# Base For Structures



## Dr Bob (Dec 31, 2013)

I am building my layout (HO) and have completed some structure kits (plastic and wood) to be put on the layout. I have seen that some modellers place the completed structure on the layout as is and others build or place the structures on a base of cardboard, styrene of foam board. I am interested in what method you use and what are the advantages.

Thanks.

Dr Bob


----------



## Fire21 (Mar 9, 2014)

I don't have any methods, since I've never done any buildings yet on my upcoming layout. But think about it this way...there are extremely few buildings that sit on the ground. Virtually every structure has a foundation of some sort, whether it be a concrete slab, a natural rock base, or a basement. I would think that a rock foundation whittled from foam wouldn't be too hard to make...just guessing. Styrene or cardboard would make a good slab.

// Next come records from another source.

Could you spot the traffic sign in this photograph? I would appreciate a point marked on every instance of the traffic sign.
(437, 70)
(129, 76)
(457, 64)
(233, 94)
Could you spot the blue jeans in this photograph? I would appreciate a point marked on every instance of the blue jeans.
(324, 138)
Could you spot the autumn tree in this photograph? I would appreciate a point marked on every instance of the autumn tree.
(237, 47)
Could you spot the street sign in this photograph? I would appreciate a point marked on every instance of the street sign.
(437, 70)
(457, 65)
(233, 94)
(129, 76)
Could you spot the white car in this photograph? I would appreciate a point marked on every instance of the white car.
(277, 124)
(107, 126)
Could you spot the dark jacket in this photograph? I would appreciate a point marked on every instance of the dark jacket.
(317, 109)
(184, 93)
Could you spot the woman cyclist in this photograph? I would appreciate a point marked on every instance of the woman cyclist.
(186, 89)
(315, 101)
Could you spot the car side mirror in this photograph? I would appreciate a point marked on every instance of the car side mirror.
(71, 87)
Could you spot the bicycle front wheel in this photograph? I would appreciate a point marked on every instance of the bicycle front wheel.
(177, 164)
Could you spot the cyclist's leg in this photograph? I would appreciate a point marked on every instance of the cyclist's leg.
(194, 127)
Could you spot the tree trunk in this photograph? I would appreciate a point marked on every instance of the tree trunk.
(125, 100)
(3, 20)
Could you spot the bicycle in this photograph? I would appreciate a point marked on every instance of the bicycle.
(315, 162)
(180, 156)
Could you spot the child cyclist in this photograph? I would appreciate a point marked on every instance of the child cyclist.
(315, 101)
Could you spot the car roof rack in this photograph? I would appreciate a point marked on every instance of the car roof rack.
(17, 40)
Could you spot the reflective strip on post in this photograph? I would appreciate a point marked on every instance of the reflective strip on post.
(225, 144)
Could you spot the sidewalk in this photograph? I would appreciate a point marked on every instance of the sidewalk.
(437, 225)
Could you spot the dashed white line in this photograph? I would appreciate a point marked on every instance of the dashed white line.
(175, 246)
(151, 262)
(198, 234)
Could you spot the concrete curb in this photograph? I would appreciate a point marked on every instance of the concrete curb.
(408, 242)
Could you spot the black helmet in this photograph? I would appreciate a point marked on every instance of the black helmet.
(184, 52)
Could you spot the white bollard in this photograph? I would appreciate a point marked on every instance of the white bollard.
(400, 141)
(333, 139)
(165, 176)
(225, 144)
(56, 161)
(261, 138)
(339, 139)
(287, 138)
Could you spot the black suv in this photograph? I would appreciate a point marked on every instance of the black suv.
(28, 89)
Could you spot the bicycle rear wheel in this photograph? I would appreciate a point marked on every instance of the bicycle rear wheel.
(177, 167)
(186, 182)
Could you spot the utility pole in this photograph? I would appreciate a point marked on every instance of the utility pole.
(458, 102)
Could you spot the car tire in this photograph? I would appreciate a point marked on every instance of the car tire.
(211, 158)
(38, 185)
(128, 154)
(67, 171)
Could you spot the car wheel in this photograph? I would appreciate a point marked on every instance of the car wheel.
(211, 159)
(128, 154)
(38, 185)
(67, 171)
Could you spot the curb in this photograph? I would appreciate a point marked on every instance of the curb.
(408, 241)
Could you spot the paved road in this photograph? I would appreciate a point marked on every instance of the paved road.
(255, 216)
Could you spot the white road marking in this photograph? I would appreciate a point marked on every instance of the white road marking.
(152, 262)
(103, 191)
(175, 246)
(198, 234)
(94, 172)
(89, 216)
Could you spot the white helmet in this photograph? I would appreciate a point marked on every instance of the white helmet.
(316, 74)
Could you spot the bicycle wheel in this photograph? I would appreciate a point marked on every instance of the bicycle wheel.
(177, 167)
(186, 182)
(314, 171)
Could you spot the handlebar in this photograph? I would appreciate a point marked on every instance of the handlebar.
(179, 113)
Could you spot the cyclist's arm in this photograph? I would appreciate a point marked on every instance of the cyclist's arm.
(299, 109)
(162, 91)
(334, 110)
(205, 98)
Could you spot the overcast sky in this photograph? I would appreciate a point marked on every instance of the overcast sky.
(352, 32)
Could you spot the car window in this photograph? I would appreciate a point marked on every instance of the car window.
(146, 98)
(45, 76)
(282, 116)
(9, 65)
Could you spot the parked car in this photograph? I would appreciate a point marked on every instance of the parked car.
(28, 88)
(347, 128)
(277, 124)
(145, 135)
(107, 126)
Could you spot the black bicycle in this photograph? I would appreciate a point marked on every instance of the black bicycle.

Good luck, and show us some pictures!! :smilie_daumenpos:


----------



## jesteck (Apr 15, 2014)

Most houses are surrounded by landscaping or sidewalks, and commercial buildings have parking lots. It varies with the type of building and the extent of your imagination. I've used everything from nothing to sheet vinyl flooring, upside down and both unpainted for concrete and painted flat black, for roads, driveways, and parking lots.


----------



## Model Train Structures (Oct 10, 2013)

I generally use 3/16 plywood because it makes a weighted, substantial base, yet it's thin enough to cut/drill easily. 

D.A.


----------



## DonR (Oct 18, 2012)

I try to light most of my buildings. You must have some sort of
base on the building else light will leak from under it. Most
often I use a card stock or poster board since it is easy to 
cut to fit the shape of the building. First totally black out
all interior walls and roof so the building does not glow.

As mentioned, adding a 'foundation' does offer some
realism to many buildings. I use a balsa strip painted
to resemble a concrete foundation. There are styrene
sheets available at the hobby store that resemble bricks,
a common material for foundations.

Don


----------